How To Turn PR Into News
You’ve got an exciting brief from the client – and now you want to turn that into news headlines.
Sounds easy, doesn’t it?
But don’t be fooled by this dangerous veneer of simplicity. Turning PR into hard news isn’t a precise science, no matter what certain experts will try and have you believe.
I’ve lost count of the number of times I’ve seen the best-laid and expertly constructed PR news plans scuppered by something as irrational and unpredictable as the latest fancy of a media mogul or the death of a celebrity.
It happens.

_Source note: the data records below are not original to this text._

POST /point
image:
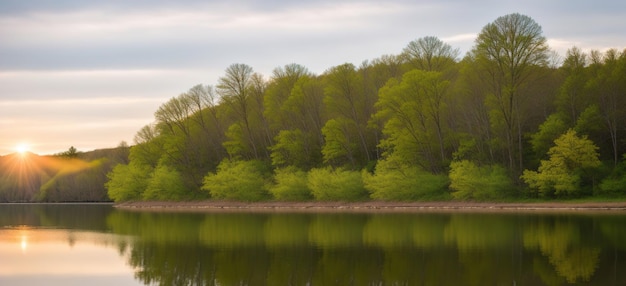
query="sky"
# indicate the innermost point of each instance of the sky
(90, 74)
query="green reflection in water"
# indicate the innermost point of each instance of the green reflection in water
(374, 249)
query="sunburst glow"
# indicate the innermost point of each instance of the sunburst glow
(22, 148)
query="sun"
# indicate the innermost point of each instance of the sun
(22, 148)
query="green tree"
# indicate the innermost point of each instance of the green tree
(346, 101)
(552, 128)
(338, 146)
(473, 182)
(414, 110)
(291, 149)
(562, 175)
(238, 180)
(430, 54)
(165, 184)
(290, 185)
(329, 184)
(128, 182)
(508, 51)
(235, 89)
(394, 180)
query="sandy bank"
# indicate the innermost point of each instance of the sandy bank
(369, 206)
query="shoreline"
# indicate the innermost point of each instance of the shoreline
(370, 206)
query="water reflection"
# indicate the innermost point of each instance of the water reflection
(374, 249)
(239, 248)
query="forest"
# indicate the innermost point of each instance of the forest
(511, 119)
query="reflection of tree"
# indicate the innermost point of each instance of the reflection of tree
(561, 243)
(362, 249)
(337, 230)
(479, 231)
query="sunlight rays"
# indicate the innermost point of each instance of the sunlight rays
(29, 176)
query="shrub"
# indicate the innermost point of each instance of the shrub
(394, 181)
(238, 180)
(472, 182)
(166, 184)
(291, 185)
(127, 182)
(328, 184)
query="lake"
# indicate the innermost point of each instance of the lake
(78, 244)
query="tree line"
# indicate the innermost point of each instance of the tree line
(69, 176)
(508, 120)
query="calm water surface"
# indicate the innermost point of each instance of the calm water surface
(99, 245)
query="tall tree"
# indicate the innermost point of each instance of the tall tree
(508, 50)
(345, 98)
(235, 91)
(430, 54)
(414, 109)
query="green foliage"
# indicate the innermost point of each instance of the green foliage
(548, 131)
(329, 184)
(422, 108)
(615, 183)
(472, 182)
(396, 181)
(128, 182)
(290, 185)
(165, 184)
(239, 181)
(562, 174)
(414, 109)
(338, 145)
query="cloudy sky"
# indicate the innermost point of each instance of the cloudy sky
(90, 74)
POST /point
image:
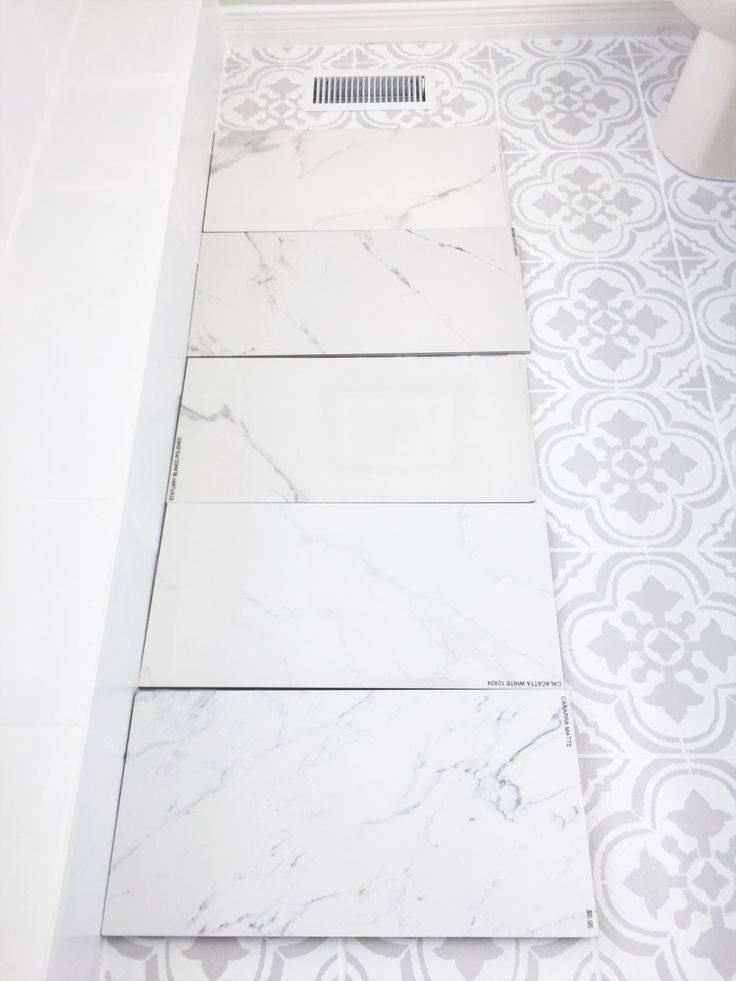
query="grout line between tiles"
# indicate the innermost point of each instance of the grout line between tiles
(715, 425)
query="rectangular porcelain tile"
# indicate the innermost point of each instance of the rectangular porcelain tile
(291, 180)
(354, 429)
(352, 595)
(376, 292)
(350, 813)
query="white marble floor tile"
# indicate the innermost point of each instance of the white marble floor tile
(353, 595)
(350, 813)
(354, 429)
(376, 292)
(286, 180)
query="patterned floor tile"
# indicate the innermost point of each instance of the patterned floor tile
(703, 210)
(662, 838)
(471, 960)
(635, 468)
(264, 87)
(649, 652)
(223, 959)
(658, 62)
(649, 631)
(579, 98)
(588, 206)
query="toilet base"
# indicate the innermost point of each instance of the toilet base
(698, 130)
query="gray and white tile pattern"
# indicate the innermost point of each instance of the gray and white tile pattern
(649, 642)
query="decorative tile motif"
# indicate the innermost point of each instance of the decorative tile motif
(263, 87)
(375, 797)
(587, 205)
(355, 179)
(607, 326)
(650, 652)
(630, 468)
(222, 959)
(658, 62)
(663, 916)
(354, 429)
(365, 596)
(663, 837)
(577, 99)
(379, 292)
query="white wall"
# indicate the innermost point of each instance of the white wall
(107, 114)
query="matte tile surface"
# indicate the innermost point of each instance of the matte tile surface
(312, 813)
(354, 429)
(378, 292)
(352, 595)
(283, 180)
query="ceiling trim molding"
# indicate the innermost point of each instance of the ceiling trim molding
(248, 23)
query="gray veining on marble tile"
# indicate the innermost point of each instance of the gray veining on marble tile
(427, 429)
(282, 180)
(374, 800)
(362, 292)
(352, 595)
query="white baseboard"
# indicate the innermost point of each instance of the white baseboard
(248, 24)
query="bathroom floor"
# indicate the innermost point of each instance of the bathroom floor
(630, 282)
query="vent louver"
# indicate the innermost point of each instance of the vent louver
(367, 91)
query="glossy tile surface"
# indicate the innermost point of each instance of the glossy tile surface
(376, 292)
(354, 429)
(352, 595)
(312, 813)
(282, 180)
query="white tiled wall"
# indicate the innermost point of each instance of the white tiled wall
(107, 113)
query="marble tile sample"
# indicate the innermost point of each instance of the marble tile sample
(350, 813)
(292, 180)
(354, 429)
(375, 292)
(353, 595)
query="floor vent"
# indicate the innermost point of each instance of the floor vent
(329, 92)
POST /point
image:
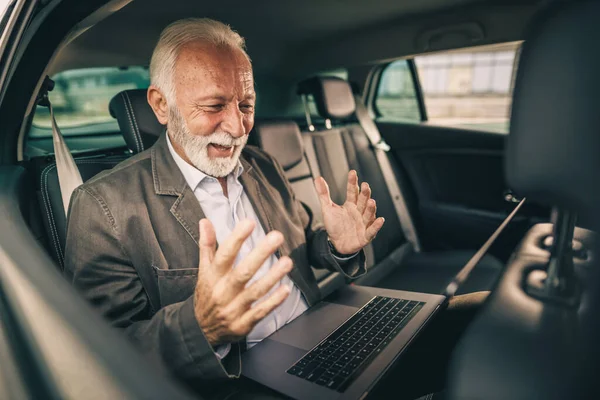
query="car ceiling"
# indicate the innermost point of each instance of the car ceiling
(281, 34)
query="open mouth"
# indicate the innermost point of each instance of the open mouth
(218, 150)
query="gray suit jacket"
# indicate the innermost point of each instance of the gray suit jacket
(132, 250)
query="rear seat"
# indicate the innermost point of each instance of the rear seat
(393, 263)
(330, 153)
(140, 129)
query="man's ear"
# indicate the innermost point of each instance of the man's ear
(158, 102)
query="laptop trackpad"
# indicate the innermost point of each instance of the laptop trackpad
(314, 325)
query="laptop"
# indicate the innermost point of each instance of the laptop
(342, 346)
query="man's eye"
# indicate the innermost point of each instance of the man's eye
(216, 107)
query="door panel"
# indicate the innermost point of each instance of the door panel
(458, 179)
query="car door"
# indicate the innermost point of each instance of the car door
(446, 117)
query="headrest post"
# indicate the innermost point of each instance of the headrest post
(559, 282)
(311, 127)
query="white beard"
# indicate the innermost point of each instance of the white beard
(196, 147)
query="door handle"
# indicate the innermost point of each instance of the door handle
(510, 197)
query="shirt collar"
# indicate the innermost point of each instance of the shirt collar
(193, 176)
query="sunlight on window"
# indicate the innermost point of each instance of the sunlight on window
(80, 97)
(469, 88)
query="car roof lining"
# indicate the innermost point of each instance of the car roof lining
(297, 38)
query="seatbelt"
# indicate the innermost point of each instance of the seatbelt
(381, 148)
(69, 177)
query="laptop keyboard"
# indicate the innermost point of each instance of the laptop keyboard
(343, 355)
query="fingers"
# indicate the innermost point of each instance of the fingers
(370, 211)
(230, 248)
(207, 242)
(323, 192)
(375, 227)
(265, 307)
(253, 261)
(262, 286)
(363, 197)
(352, 187)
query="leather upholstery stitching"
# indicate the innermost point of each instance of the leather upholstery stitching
(137, 128)
(52, 223)
(137, 145)
(48, 205)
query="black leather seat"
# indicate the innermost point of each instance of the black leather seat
(393, 263)
(136, 119)
(140, 129)
(537, 334)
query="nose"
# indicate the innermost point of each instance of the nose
(233, 122)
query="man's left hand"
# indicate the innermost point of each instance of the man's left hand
(353, 225)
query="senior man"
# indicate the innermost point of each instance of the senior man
(134, 231)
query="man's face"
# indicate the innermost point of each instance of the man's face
(214, 110)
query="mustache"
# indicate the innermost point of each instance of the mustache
(225, 139)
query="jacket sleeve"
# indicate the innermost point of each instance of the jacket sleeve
(317, 241)
(99, 267)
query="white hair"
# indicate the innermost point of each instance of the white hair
(177, 35)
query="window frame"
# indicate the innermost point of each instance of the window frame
(374, 80)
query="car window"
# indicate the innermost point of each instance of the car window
(80, 99)
(469, 88)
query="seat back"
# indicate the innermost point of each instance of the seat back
(136, 120)
(54, 218)
(282, 139)
(140, 129)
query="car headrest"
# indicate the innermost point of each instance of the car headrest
(554, 142)
(282, 140)
(136, 120)
(333, 96)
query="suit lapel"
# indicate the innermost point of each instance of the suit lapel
(188, 212)
(169, 181)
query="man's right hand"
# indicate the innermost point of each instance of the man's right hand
(223, 303)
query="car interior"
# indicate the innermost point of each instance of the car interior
(434, 87)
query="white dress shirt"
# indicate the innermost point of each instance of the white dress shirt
(225, 213)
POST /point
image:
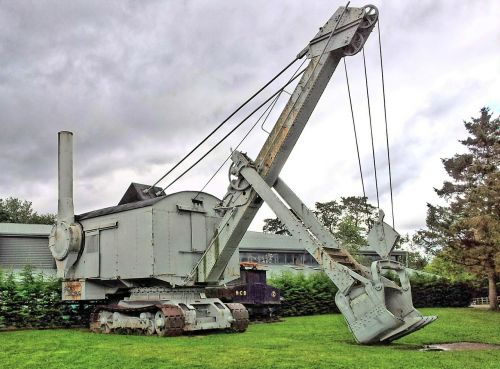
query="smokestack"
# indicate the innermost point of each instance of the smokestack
(65, 207)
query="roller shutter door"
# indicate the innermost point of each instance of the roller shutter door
(16, 252)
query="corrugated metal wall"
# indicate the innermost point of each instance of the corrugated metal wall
(16, 252)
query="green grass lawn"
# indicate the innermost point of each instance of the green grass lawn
(305, 342)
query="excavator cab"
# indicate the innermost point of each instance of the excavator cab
(377, 309)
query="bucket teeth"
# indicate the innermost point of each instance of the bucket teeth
(410, 326)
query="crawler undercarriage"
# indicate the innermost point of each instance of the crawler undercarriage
(168, 312)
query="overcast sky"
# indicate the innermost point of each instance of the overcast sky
(140, 82)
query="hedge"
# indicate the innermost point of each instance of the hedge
(33, 300)
(315, 293)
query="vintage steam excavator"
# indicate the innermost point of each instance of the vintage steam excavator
(151, 257)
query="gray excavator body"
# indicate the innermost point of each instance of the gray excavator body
(150, 257)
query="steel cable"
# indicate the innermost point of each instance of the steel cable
(231, 131)
(354, 127)
(371, 129)
(385, 118)
(269, 109)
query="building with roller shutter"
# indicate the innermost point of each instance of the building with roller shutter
(22, 244)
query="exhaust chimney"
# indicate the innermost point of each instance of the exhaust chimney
(65, 207)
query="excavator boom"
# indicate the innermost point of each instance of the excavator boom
(376, 309)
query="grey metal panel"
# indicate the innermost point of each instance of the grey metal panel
(21, 229)
(92, 259)
(135, 244)
(198, 232)
(16, 252)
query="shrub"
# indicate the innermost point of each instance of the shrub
(34, 300)
(315, 293)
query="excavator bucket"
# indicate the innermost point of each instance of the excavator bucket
(377, 309)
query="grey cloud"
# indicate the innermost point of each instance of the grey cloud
(141, 82)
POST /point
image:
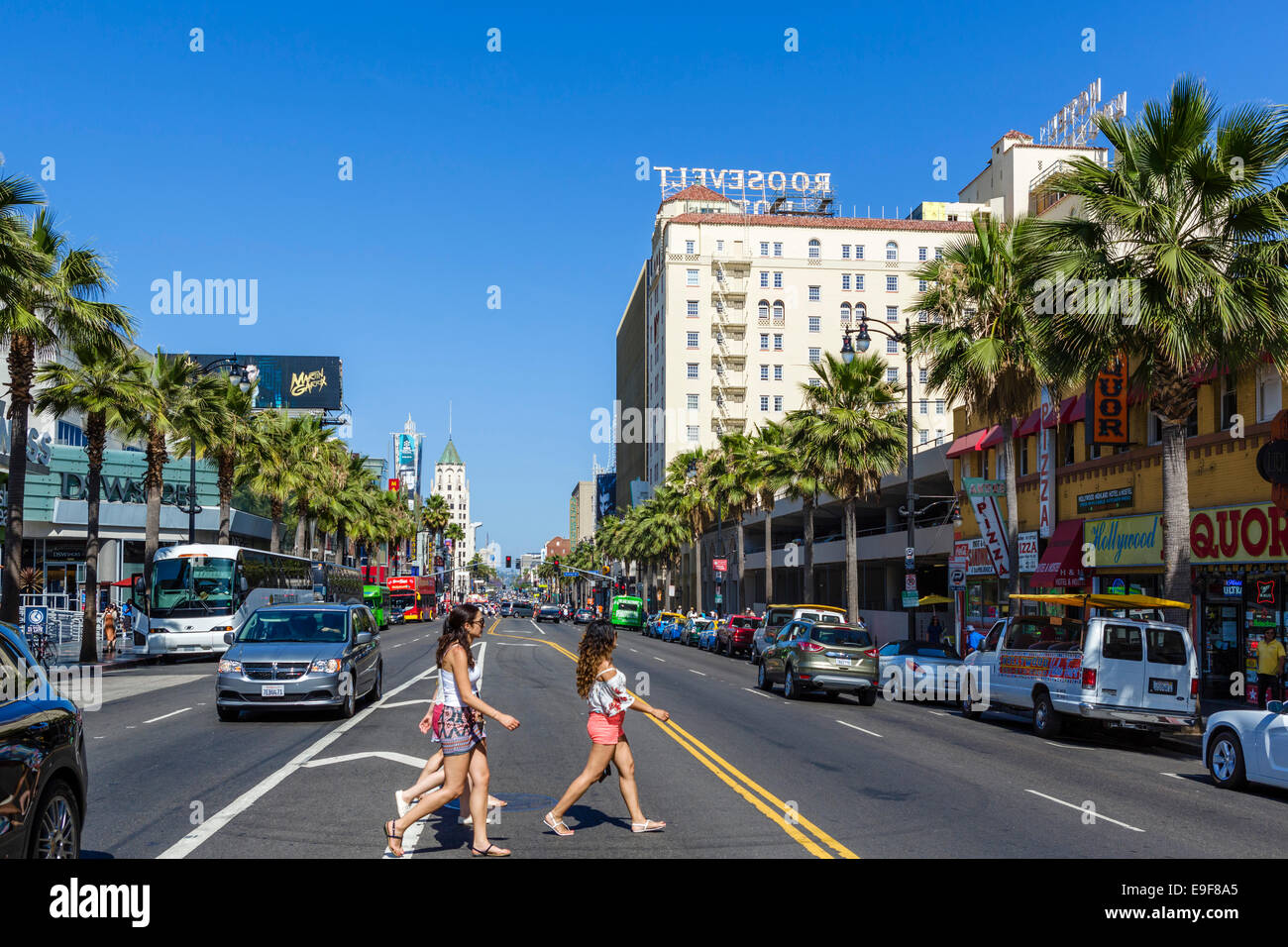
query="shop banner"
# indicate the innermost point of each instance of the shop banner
(1046, 464)
(1107, 406)
(1028, 552)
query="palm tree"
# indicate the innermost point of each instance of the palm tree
(986, 350)
(51, 298)
(104, 388)
(1190, 218)
(851, 429)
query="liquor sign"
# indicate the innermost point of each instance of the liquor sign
(1029, 552)
(1046, 466)
(1107, 406)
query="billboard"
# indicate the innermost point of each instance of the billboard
(310, 382)
(605, 495)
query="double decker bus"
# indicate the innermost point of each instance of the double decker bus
(197, 592)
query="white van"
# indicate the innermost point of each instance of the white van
(1122, 672)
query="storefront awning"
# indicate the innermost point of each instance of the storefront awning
(1061, 562)
(966, 442)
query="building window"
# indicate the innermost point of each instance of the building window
(69, 434)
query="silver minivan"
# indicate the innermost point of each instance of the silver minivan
(300, 657)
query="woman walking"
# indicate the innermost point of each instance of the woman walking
(604, 689)
(460, 733)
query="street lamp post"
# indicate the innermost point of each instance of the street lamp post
(910, 510)
(244, 382)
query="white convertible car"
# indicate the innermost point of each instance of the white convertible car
(1241, 746)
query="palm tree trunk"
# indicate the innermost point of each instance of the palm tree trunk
(769, 556)
(97, 434)
(1176, 521)
(851, 561)
(809, 549)
(21, 368)
(1006, 457)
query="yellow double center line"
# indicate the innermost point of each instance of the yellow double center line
(773, 808)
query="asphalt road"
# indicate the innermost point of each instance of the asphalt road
(737, 774)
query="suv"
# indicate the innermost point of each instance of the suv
(734, 635)
(1122, 672)
(820, 656)
(778, 616)
(43, 771)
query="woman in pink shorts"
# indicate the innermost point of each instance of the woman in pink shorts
(604, 689)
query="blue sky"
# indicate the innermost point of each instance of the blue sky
(516, 169)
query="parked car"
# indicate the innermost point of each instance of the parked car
(820, 656)
(778, 616)
(44, 779)
(1241, 746)
(1125, 673)
(733, 637)
(296, 657)
(906, 668)
(691, 630)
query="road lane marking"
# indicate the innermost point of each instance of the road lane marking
(861, 729)
(206, 830)
(1095, 815)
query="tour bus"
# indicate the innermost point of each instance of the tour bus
(335, 582)
(198, 592)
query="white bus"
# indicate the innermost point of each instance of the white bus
(198, 592)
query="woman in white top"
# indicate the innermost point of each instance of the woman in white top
(460, 733)
(608, 697)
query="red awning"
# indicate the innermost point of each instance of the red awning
(1061, 562)
(966, 444)
(1076, 411)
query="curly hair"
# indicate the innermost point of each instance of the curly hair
(455, 631)
(595, 647)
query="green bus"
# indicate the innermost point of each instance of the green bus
(626, 611)
(375, 596)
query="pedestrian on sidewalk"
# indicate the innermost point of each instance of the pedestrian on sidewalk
(460, 733)
(605, 692)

And if you work in PR, those occasions will crop up when you least expect it, timed by fate to cause the maximum damage to your reputation as a news expert.
This inevitably means, at some point in your PR career, you will be expected to explain to a disappointed client, who has just invested a significant sum in a news campaign, why your ‘guaranteed’ media smash – the story you promised would make national headlines everywhere – hasn’t even been covered by the local free-sheet.
There is no real, convincing, answer, of course. You can’t allow for Acts of God on a Gantt chart. And we all know that if it’s not on a Gantt chart, it never happened.
So, you pick yourself up, re-dress your headline and intro and adjust the tenses then re-design the delivery of your front-page-splash in a bid to surprise and delight under-pressure news editors everywhere.
Acts of God aside, there is a defined route to making sure your PR news release has the maximum impact as genuine news. Like most creative successes, it’s all in the planning.
It’s one thing having that spark of genius. But you need real direction if that moment of flair is to win friends on the battlefield of cynicism we fondly refer to as a newsroom.
For me, precise news planning starts with identifying and targeting your icon. Here’s an example.
This week Brazen devised and delivered a perfect news campaign for our client Al Fresco Holidays. Al Fresco Holidays are experts in European camping holidays for families.
They quite rightly expect PR to deliver them the kind of premium brand awareness that will in-turn put bums on seats in terms of bookings for their high-end family camping holidays across five European destinations.
Three words you’ll need to remember here. Target – Icon – Hook.
High End family holidays – you need to be in the Daily Mail and MailOnline. There’s the target.
What’s the hook? Well, we’re in the middle of the biggest debate on Europe and Britain’s potential exit from the European Union ever. We’re talking about European future, and whether the UK will even have one.
So, Brexit, the potential future of the UK in Europe is the hook.
What is Britain’s and Europe’s future? It’s the children, isn’t it? Regardless of what Britain decides in a EU referendum. So we focus on British children and their knowledge of Europe. Surely, if there’s any hope for the UK’s European future it lies with our kids? There’s your icon.
And that’s how we got to a news story based on a survey that tested British schoolchildren’s knowledge of basic European facts. We knew it would throw up some hilarious, newsworthy statistics – the kind of stats that become golden lines in a national news story. Daily Mail all day.
It worked beautifully. No celebrities died either. Our tale appeared in both the Daily Mail and MailOnline.
We also tied in fantastic quotes from the client about kids not traveling to Europe as much as they used to and how much they miss out on by flying direct or going to an inclusive resort where they don’t see any of the culture outside of their hotel. So, brand messages were on point.
Target – Icon – Hook. Three words that may, one day, save your PR life.